Hacker News new | ask | show | jobs
by emedchill 616 days ago
Having special characters is a good idea but having a comma just to break a CSV is dumb. This would only happen if the hacker used a bad exporter or created their own (very poorly).
1 comments

Yeah, this is silly. Pretty much every serializer in existence is going to handle this case. If the attacker wrote their own, then you might get lucky
AFAIU CSV is fundamentally ambiguous and can't actually be parsed in a fully deterministic way.

Edge cases get hard when dealing with nested commas, and there's no standard escape sequence.

Probably matters less with a two column arrangement, but things get really hairy really fast when you start adding types or BLOBs in the CSV.

AFAIK it's only "ambiguous" in the sense that if you get a csv file you can't determine the exact parsing behavior to use, but if you know what program created the csv (or what encoder options were used), it's not ambiguous to parse.

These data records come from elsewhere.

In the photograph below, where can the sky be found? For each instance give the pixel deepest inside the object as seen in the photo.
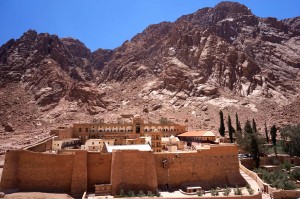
(109, 23)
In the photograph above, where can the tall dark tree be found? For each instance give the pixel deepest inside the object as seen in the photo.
(255, 149)
(238, 124)
(222, 127)
(254, 126)
(291, 137)
(230, 129)
(247, 128)
(273, 134)
(266, 131)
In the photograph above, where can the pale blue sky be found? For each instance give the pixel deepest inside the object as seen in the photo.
(108, 23)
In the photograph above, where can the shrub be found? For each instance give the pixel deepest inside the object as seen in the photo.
(149, 194)
(250, 191)
(238, 191)
(248, 186)
(227, 191)
(295, 173)
(200, 193)
(157, 193)
(121, 194)
(131, 194)
(214, 192)
(141, 194)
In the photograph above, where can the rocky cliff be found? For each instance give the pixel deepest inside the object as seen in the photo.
(222, 57)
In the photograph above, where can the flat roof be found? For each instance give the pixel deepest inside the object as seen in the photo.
(140, 147)
(197, 134)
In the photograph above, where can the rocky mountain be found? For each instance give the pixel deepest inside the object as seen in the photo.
(216, 58)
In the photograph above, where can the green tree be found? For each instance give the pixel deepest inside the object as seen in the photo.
(238, 124)
(222, 127)
(295, 173)
(291, 139)
(230, 129)
(266, 132)
(273, 134)
(254, 126)
(255, 149)
(247, 128)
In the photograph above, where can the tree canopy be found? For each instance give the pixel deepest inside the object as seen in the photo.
(291, 139)
(222, 127)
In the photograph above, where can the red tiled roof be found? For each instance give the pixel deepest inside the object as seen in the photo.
(197, 134)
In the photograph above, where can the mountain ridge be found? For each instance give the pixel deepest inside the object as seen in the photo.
(216, 58)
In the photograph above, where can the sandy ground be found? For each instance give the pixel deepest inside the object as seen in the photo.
(37, 195)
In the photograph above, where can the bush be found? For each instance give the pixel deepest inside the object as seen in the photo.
(250, 191)
(214, 192)
(141, 194)
(157, 194)
(200, 193)
(121, 194)
(248, 186)
(238, 191)
(295, 173)
(227, 191)
(131, 194)
(150, 194)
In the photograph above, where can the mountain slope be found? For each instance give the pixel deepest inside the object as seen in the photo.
(216, 58)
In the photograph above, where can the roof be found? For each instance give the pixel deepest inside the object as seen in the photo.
(167, 139)
(140, 147)
(197, 134)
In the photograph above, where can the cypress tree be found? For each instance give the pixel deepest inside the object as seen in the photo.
(254, 126)
(247, 128)
(266, 131)
(255, 149)
(222, 127)
(230, 129)
(238, 124)
(273, 134)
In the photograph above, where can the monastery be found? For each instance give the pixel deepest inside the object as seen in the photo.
(106, 158)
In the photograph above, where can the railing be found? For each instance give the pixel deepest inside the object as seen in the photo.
(263, 186)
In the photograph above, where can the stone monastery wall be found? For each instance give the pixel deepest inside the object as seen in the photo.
(208, 168)
(78, 171)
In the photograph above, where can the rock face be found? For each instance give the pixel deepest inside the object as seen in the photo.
(222, 57)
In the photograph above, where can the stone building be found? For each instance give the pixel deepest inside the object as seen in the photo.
(121, 132)
(198, 136)
(127, 167)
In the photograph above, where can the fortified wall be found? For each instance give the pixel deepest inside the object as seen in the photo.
(77, 171)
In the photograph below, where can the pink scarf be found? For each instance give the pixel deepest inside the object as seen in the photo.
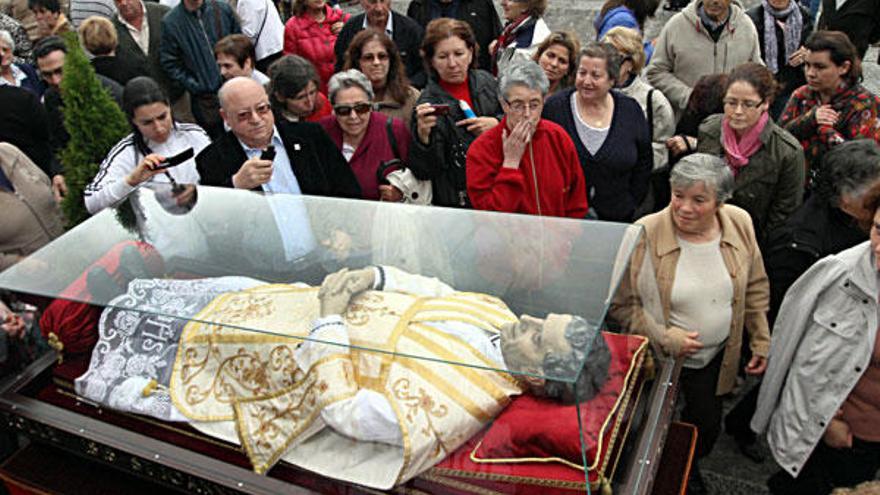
(738, 152)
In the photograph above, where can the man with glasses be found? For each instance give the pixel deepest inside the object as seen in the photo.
(305, 160)
(526, 164)
(50, 53)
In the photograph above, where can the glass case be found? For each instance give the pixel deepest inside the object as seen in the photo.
(251, 339)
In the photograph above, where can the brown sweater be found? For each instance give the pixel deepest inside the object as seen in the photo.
(861, 410)
(30, 215)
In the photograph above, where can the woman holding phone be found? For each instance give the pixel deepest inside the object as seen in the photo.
(459, 103)
(146, 155)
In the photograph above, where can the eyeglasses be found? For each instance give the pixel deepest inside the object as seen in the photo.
(359, 108)
(259, 110)
(746, 104)
(369, 57)
(520, 106)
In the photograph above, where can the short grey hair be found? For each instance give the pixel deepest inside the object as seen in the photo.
(523, 73)
(5, 36)
(351, 78)
(590, 368)
(708, 169)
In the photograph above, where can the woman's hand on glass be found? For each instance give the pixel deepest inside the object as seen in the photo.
(145, 170)
(425, 120)
(478, 125)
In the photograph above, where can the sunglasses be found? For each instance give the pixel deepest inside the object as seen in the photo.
(359, 108)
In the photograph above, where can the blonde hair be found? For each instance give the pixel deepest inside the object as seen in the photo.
(628, 42)
(98, 35)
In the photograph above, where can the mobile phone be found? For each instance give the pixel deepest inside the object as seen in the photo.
(440, 109)
(177, 159)
(268, 153)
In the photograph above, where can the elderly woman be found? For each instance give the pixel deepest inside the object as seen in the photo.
(526, 164)
(610, 133)
(372, 52)
(311, 33)
(767, 162)
(523, 31)
(13, 74)
(557, 55)
(99, 37)
(819, 401)
(31, 218)
(365, 137)
(703, 317)
(293, 91)
(833, 107)
(459, 103)
(658, 111)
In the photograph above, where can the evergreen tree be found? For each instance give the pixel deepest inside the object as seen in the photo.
(93, 120)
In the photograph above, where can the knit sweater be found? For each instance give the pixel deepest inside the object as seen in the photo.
(552, 185)
(617, 175)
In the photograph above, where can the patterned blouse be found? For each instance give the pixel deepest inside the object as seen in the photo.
(858, 109)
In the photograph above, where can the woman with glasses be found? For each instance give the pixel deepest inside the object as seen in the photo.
(459, 103)
(293, 91)
(374, 54)
(526, 164)
(610, 134)
(138, 159)
(557, 55)
(365, 137)
(767, 162)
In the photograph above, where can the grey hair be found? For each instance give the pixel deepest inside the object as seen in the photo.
(351, 78)
(5, 36)
(708, 169)
(590, 368)
(523, 73)
(849, 169)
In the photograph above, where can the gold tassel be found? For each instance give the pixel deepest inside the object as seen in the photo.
(150, 388)
(55, 343)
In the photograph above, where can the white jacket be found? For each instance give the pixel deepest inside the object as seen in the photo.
(822, 343)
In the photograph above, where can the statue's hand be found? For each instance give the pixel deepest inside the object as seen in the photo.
(339, 288)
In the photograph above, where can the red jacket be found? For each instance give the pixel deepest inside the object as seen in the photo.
(560, 181)
(314, 41)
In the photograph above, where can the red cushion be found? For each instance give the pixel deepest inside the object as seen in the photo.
(532, 429)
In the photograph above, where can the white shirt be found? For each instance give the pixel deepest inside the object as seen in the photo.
(261, 23)
(109, 186)
(141, 36)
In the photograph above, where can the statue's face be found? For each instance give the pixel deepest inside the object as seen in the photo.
(525, 343)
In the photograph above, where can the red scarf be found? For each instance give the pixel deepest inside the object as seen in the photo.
(738, 151)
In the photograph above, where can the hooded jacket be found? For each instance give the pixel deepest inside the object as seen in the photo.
(685, 51)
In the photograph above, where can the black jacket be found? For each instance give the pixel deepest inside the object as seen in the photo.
(814, 231)
(859, 19)
(319, 167)
(407, 36)
(443, 160)
(480, 14)
(789, 77)
(129, 50)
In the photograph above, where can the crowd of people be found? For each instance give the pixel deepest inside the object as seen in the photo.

>but things get really hairy really fast when you start adding types or BLOBs in the CSV.

AFAIK BLOBs are hex encoded, which make them a non issue.

Hah! Half the time people will even do silly things like cat together multiple CSVs from different sources.

If blobs got consistently hex encoded, that would also be nice. Base64 is common, and there are multiple types of base64 encoding people use too.

Personally, I tend to think of CSV imports as something you can expect to have a ‘yield’ - and it’s never 100%.

yea so just do BSV or bell separated file. We already have "\n" newline separated files. We just need a cel seperator, '\b'. Problem solved.
On the plus side, accidentally cat’ng it to your terminal will be pleasantly musical.